Bitcoin is Hope.
When you fall down the Bitcoin rabbit hole, and you really start to 'See the Bow', as it were, you start to believe it can have a positive impact on the world.
But this requires an audacious amount of generosity of spirit. To think that something, some piece of technology can come along and save us? If you say this to someone, you already sound insane. This is partly why orange pilling others can be so challenging.
To believe that humanity can change - and move towards using a system of money that is more fair, more transparent and morally superior takes a huge leap of faith. You have to first of all have spent a lot of time thinking about what the problem is, which already put you in a rare category of people, who care deeply enough about the world to want to improve it. Then you need to be open-minded enough and have such a huge capacity for the suspension of disbelief that you're willing to listen and learn and consider something new. You need to have a plasticity of mental acuity that allows you to imagine a better world. Bitcoiners are imagining a better world with magic internet money. And we sound like fools to the rest of the world.
Jack and the Beanstalk
The fairy-tale of Jack and the Beanstalk is a story about of hope and wanting for a better world. It's also a story about how people who have the audacity to dream are ignored, ridiculed and thought of as fools. In the story the young boy Jack, trades his family's cow for a hand full of "Magic Beans". When he gets home and excitedly explains the trade to his mother she scolds him and throws the beans out the window. But the beans take root and Jack tends to the plants... and they start to grow. Eventually they grow so large that they reach through the clouds and when Jack climbs the beanstalk he finds another world beyond the clouds. A world filled with riches and splendor.
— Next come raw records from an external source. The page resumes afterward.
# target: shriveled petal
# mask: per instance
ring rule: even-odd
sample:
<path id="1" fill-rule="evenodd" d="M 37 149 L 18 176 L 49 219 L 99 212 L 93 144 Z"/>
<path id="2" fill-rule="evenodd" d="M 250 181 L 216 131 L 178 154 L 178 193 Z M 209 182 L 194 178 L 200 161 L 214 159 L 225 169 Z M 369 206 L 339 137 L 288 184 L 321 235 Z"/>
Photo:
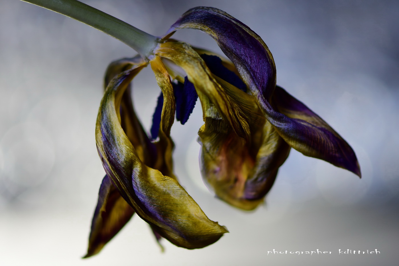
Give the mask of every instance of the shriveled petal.
<path id="1" fill-rule="evenodd" d="M 107 68 L 104 78 L 104 89 L 113 78 L 122 72 L 144 64 L 140 56 L 123 58 L 112 62 Z M 128 138 L 136 149 L 140 159 L 153 167 L 157 157 L 156 147 L 147 135 L 137 117 L 132 101 L 131 85 L 128 85 L 122 95 L 120 112 L 120 124 Z M 162 106 L 161 106 L 162 109 Z"/>
<path id="2" fill-rule="evenodd" d="M 134 210 L 120 196 L 106 175 L 99 192 L 98 201 L 91 222 L 87 254 L 95 255 L 124 226 Z"/>
<path id="3" fill-rule="evenodd" d="M 184 78 L 184 83 L 178 82 L 177 84 L 172 85 L 176 100 L 176 120 L 184 125 L 193 112 L 198 95 L 194 84 L 187 77 Z"/>
<path id="4" fill-rule="evenodd" d="M 167 37 L 178 29 L 188 28 L 202 30 L 216 41 L 234 64 L 266 119 L 291 147 L 360 176 L 354 152 L 325 122 L 326 127 L 318 127 L 317 123 L 312 123 L 312 119 L 292 119 L 271 104 L 275 88 L 275 66 L 269 48 L 256 34 L 220 10 L 198 7 L 184 14 L 172 26 Z"/>
<path id="5" fill-rule="evenodd" d="M 306 156 L 322 159 L 361 177 L 353 150 L 319 116 L 278 86 L 273 102 L 285 115 L 277 130 L 291 147 Z"/>
<path id="6" fill-rule="evenodd" d="M 262 115 L 253 96 L 215 77 L 237 106 L 253 119 L 251 138 L 239 137 L 217 113 L 206 112 L 205 123 L 198 132 L 203 178 L 221 199 L 252 210 L 271 188 L 290 147 Z M 211 103 L 207 106 L 211 108 Z"/>
<path id="7" fill-rule="evenodd" d="M 194 84 L 198 95 L 204 94 L 210 99 L 219 113 L 228 121 L 238 135 L 249 137 L 247 117 L 235 108 L 234 103 L 230 101 L 225 92 L 213 77 L 203 60 L 190 45 L 168 42 L 160 44 L 154 53 L 172 60 L 183 68 L 188 80 Z M 201 105 L 204 109 L 203 103 L 201 103 Z"/>
<path id="8" fill-rule="evenodd" d="M 176 180 L 144 164 L 120 127 L 116 111 L 120 102 L 118 99 L 142 67 L 124 72 L 109 85 L 96 125 L 99 154 L 107 174 L 122 197 L 156 232 L 179 246 L 203 247 L 217 241 L 227 230 L 209 220 Z M 161 75 L 157 75 L 158 83 L 167 83 L 160 81 Z M 164 95 L 164 98 L 167 98 Z M 173 108 L 164 107 L 162 113 Z M 170 122 L 168 119 L 161 121 L 160 133 L 167 133 Z"/>
<path id="9" fill-rule="evenodd" d="M 164 105 L 164 94 L 161 92 L 156 100 L 156 106 L 152 115 L 152 124 L 150 132 L 152 139 L 158 137 L 159 132 L 159 125 L 161 123 L 161 115 L 162 114 L 162 107 Z"/>

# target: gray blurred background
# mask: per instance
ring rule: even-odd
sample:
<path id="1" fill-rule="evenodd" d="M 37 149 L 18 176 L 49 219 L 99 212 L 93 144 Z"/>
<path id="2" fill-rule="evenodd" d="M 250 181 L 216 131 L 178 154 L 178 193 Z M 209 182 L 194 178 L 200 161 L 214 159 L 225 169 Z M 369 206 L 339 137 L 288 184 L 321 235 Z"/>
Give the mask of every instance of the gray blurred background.
<path id="1" fill-rule="evenodd" d="M 348 141 L 363 176 L 292 150 L 267 203 L 234 209 L 201 181 L 197 106 L 186 125 L 172 128 L 176 171 L 230 233 L 200 250 L 165 240 L 162 253 L 135 216 L 100 254 L 82 260 L 104 174 L 94 136 L 103 75 L 111 61 L 135 53 L 59 14 L 0 0 L 0 265 L 398 265 L 399 2 L 83 2 L 156 36 L 198 6 L 241 20 L 273 54 L 277 83 Z M 174 37 L 220 51 L 198 31 Z M 148 130 L 160 89 L 147 68 L 135 78 L 133 97 Z M 267 255 L 273 249 L 332 254 Z"/>

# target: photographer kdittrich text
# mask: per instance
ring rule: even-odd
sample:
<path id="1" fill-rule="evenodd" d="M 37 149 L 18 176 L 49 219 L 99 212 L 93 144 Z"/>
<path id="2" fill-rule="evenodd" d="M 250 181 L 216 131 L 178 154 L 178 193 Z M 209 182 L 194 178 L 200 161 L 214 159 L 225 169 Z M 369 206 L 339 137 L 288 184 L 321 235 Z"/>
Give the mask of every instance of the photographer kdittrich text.
<path id="1" fill-rule="evenodd" d="M 365 251 L 363 251 L 362 250 L 352 250 L 351 249 L 347 249 L 346 251 L 344 250 L 341 250 L 341 249 L 338 250 L 338 254 L 339 255 L 357 255 L 357 254 L 371 254 L 374 255 L 376 254 L 380 254 L 381 252 L 379 251 L 377 251 L 376 248 L 374 250 L 375 251 L 371 251 L 367 250 Z M 294 254 L 296 255 L 300 255 L 301 254 L 304 254 L 306 255 L 326 255 L 329 254 L 336 254 L 336 252 L 333 252 L 332 251 L 320 251 L 318 249 L 316 249 L 316 251 L 288 251 L 288 250 L 285 250 L 284 251 L 279 251 L 276 250 L 275 249 L 273 249 L 273 251 L 268 251 L 267 255 L 269 254 Z"/>

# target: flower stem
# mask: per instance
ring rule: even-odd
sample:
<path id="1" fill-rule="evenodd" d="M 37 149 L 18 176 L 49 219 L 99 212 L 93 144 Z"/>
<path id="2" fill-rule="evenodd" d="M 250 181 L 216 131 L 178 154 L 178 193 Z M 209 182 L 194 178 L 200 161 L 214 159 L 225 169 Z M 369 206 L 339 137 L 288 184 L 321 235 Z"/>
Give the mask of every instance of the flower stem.
<path id="1" fill-rule="evenodd" d="M 22 0 L 87 24 L 136 50 L 143 58 L 153 54 L 159 39 L 77 0 Z"/>

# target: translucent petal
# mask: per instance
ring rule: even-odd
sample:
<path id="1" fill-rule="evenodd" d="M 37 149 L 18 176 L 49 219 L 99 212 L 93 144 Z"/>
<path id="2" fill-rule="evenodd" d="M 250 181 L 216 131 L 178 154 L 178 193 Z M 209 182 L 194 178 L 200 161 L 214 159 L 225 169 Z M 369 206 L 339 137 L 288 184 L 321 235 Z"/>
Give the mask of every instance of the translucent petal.
<path id="1" fill-rule="evenodd" d="M 134 210 L 120 196 L 106 175 L 100 187 L 97 206 L 91 222 L 87 253 L 84 258 L 99 252 L 134 213 Z"/>
<path id="2" fill-rule="evenodd" d="M 155 59 L 151 66 L 163 92 L 172 95 L 169 75 L 161 64 L 160 60 Z M 120 102 L 119 99 L 142 66 L 124 72 L 108 87 L 101 102 L 96 126 L 99 155 L 107 174 L 122 197 L 161 236 L 179 246 L 203 247 L 217 241 L 227 230 L 209 220 L 175 179 L 143 163 L 120 127 L 116 112 Z M 169 86 L 170 88 L 165 89 Z M 168 95 L 164 94 L 164 96 L 165 100 L 160 128 L 161 139 L 162 133 L 169 133 L 168 128 L 173 121 L 170 113 L 174 111 L 174 102 L 168 100 Z"/>
<path id="3" fill-rule="evenodd" d="M 323 121 L 324 125 L 319 127 L 317 123 L 312 123 L 315 121 L 313 118 L 291 119 L 271 103 L 276 88 L 275 66 L 267 46 L 251 29 L 220 10 L 201 7 L 184 14 L 172 26 L 166 38 L 181 28 L 200 30 L 216 41 L 234 64 L 266 119 L 292 147 L 306 156 L 324 160 L 360 176 L 353 150 L 326 123 Z M 276 90 L 279 91 L 277 93 L 281 92 L 279 89 Z M 313 113 L 308 117 L 316 115 Z"/>

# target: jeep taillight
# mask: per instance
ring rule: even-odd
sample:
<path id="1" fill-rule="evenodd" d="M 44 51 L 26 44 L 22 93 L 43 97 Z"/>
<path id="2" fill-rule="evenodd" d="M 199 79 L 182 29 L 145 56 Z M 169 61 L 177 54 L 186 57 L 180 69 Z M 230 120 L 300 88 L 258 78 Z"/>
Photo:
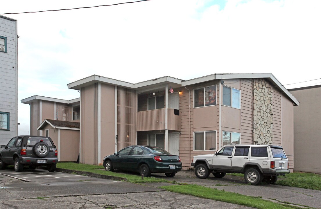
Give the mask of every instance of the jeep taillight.
<path id="1" fill-rule="evenodd" d="M 27 155 L 27 149 L 22 149 L 20 151 L 20 155 Z"/>
<path id="2" fill-rule="evenodd" d="M 275 162 L 274 161 L 271 161 L 271 168 L 274 169 L 275 167 Z"/>
<path id="3" fill-rule="evenodd" d="M 161 162 L 163 161 L 163 160 L 161 159 L 161 158 L 159 156 L 155 156 L 154 157 L 154 159 L 156 161 L 158 161 L 159 162 Z"/>

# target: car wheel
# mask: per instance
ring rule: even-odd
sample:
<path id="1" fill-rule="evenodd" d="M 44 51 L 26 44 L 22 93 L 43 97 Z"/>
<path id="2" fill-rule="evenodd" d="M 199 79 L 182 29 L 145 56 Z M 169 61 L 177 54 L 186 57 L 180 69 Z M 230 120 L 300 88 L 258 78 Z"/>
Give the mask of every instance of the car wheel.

I think this story has a lot of parallels with the story of Bitcoin. Early adopters are putting significant amounts of hard-earned capital into something that the rest of the world thinks is a Ponzi scheme. We must seem as foolish and naïve as poor Jacks mother thought he was. Foolish enough to believe that this magic technology that we traded hard earned savings for will someday grow and thrive and carry us to a world beyond our current reality. That a handful of these "magic internet coins" will someday be worth more than the family cow. Right now, for many of us, It's still just a dream - it's "Pie in the sky". But who knows? Perhaps one day, if we keep building our stacks, keep hodling and tending to our cold-storage coins. Maybe - just maybe, we'll be the one's climbing those bean stalks and finding a world beyond what we currently know.